I Have Ten Thousand Dollars, How Should I Invest It?

Posted on Posted in Mutual Funds

Where to start when investing?

This is one of the most common questions that we see asked by beginning investors, especially those who have just come upon an extra ten thousand dollars (wouldn’t it be nice if it happened to more of us!).

Are you ready for an unconventional, but simple answer? Ok, but first let’s be clear about what you don’t want to do!!! Do not put your money in bonds (even if you’re over 50*). Do not put your money into savings accounts. Do not try to play the stock market like a game. Do not overdiversify by spreading your money across too many investments. Don’t invest blindly!

So are you finally ready for the answer? Here it is: spend a lot of time researching great mutual funds that invest in the stocks of well-run companies and select only 1-3 funds with excellent managers to entrust your money to. Now selecting a great fund takes a lot more work than the average person initially thinks. There are a number of criteria to look for and a number of mistakes to avoid when finding a good mutual fund.

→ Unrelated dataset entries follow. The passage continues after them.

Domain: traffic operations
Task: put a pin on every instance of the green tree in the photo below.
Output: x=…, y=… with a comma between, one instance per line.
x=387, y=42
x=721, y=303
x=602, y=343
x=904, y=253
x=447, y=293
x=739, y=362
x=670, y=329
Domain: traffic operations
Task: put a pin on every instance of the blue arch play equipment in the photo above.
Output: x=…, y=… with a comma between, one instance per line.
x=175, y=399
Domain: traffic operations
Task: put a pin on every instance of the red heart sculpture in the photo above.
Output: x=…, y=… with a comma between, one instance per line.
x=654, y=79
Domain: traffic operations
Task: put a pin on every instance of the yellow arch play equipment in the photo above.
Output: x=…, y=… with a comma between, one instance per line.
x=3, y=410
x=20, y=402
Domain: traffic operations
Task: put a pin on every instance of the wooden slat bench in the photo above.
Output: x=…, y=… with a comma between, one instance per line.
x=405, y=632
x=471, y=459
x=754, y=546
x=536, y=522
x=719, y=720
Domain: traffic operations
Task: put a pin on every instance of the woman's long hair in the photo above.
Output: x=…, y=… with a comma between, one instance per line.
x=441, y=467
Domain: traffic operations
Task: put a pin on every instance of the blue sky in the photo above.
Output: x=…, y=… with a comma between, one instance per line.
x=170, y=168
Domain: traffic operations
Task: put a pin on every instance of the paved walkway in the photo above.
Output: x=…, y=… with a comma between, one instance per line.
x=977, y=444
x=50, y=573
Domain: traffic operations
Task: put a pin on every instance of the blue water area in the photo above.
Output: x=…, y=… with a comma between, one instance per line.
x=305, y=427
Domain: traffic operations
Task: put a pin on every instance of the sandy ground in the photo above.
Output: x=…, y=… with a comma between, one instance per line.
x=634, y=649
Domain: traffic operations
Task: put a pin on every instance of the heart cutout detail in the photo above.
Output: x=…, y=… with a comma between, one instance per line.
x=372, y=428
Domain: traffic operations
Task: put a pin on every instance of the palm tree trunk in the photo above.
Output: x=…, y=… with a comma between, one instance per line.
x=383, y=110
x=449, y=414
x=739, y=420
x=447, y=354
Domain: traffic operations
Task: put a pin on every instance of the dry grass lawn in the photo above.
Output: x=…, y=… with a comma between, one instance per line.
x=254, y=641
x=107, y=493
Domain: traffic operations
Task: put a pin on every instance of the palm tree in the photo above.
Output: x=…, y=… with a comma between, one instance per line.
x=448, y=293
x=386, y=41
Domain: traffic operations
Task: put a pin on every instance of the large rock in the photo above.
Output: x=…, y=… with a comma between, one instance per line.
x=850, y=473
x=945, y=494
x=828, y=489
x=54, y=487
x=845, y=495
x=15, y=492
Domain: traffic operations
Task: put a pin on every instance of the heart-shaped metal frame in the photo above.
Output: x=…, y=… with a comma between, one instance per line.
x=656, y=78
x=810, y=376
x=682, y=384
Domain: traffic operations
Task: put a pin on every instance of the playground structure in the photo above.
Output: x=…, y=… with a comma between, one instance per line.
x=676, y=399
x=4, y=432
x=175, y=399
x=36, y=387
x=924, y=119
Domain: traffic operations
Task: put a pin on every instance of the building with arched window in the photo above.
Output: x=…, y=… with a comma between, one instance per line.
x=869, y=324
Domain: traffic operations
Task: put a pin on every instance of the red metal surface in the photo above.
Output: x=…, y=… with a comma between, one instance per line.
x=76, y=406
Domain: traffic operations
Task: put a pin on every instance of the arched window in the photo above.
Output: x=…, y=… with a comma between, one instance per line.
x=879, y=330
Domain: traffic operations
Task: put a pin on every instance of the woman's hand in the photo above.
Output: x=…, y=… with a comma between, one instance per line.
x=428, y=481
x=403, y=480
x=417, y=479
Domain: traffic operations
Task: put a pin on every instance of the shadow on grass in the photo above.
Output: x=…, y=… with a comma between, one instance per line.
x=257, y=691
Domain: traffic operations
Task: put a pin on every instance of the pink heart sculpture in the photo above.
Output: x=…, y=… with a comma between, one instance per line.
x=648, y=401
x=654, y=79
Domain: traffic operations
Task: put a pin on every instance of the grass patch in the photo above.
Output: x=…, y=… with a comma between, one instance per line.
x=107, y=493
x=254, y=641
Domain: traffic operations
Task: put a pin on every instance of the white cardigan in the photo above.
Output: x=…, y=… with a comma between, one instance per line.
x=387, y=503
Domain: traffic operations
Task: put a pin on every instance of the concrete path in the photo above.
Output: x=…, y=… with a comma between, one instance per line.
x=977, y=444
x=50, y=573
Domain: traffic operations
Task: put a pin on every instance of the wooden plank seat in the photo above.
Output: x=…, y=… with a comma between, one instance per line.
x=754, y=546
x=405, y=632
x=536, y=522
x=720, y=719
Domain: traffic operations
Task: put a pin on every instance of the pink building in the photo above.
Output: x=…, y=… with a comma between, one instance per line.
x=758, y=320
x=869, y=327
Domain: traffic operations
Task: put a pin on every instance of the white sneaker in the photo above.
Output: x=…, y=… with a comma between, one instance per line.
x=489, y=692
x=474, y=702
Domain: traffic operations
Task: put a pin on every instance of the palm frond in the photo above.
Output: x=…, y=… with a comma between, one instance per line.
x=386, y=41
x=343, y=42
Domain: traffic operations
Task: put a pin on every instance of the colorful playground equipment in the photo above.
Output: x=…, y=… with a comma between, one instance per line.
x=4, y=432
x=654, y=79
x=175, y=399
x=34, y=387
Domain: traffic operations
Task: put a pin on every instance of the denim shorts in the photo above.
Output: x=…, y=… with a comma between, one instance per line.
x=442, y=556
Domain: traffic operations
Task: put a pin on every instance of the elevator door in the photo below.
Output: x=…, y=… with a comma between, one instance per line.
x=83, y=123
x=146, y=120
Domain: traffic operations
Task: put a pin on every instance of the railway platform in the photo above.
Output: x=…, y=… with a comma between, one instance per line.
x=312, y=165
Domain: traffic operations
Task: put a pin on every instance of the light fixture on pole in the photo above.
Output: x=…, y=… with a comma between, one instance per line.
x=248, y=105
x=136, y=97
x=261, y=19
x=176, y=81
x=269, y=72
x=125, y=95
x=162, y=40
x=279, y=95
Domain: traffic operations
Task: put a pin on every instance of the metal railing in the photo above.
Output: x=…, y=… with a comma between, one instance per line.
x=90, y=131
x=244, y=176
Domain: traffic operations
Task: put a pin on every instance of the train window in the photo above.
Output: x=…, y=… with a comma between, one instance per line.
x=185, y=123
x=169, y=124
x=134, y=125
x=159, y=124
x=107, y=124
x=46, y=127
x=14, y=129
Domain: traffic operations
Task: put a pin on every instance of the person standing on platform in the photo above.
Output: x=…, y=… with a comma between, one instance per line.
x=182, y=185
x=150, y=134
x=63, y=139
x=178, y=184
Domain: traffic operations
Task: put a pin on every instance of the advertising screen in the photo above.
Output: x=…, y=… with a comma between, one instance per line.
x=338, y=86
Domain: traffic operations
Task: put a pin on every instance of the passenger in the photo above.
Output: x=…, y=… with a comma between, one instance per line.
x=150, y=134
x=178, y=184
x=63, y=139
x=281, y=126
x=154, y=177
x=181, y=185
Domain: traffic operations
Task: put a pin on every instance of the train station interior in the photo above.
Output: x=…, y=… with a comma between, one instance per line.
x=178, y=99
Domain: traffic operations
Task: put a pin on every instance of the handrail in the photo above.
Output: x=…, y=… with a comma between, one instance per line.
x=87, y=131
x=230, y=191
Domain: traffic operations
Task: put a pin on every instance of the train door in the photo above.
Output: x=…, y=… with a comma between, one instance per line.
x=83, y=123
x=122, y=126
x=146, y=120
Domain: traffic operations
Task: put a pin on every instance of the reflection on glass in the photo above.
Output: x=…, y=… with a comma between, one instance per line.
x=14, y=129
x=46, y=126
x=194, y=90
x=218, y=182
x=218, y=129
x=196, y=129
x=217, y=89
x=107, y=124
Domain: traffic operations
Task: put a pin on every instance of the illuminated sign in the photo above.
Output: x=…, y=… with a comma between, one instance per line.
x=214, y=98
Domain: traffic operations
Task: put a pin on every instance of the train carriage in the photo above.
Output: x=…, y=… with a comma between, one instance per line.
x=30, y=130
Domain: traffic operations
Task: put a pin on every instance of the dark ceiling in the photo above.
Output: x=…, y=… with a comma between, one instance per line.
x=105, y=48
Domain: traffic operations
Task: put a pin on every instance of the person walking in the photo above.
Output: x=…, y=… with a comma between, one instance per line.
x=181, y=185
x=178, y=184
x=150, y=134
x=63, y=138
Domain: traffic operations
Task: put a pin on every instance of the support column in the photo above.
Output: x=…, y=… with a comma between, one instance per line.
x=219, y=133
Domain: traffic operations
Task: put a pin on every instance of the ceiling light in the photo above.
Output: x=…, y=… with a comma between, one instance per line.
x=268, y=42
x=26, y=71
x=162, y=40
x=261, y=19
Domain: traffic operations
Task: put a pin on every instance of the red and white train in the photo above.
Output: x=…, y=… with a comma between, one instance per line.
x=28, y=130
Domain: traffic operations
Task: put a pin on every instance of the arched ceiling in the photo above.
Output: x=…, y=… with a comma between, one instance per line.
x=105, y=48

But it can be done and the payoff will be huge. You want your money to grow as fast as possible, right?

Finding the right mutual fund is the key for an inexperienced investor who finds himself with a stash of cash ($10,000 or so) and wants to use it wisely to maximize profit growth. Investing is not a game of chance. It is not like gambling. It’s really not even like poker where chance supersedes skill. Investing should be disciplined and focused and if done correctly can provide consistent high-yield returns. But as a beginning investor, it is probably best to find a professional who knows how to make it happen rather than trying to work the stock market yourself.

So how do you find good mutual funds? Well you can start from the Money 65 list and narrow it down from there.

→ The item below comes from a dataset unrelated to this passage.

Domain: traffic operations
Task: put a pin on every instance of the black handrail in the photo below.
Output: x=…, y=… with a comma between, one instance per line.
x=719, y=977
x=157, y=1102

One last recommendation. If the stock market’s been hot for a while, consider trickling your money in by way of dollar cost averaging insteading of dumping it in as a lump sum.

Note: we do not consider all the funds on the Money 65 to be good funds, though many of them are.

*We believe strongly that for any period of time greater than three years, the best place for your money is in a well-managed, long-term mutual fund.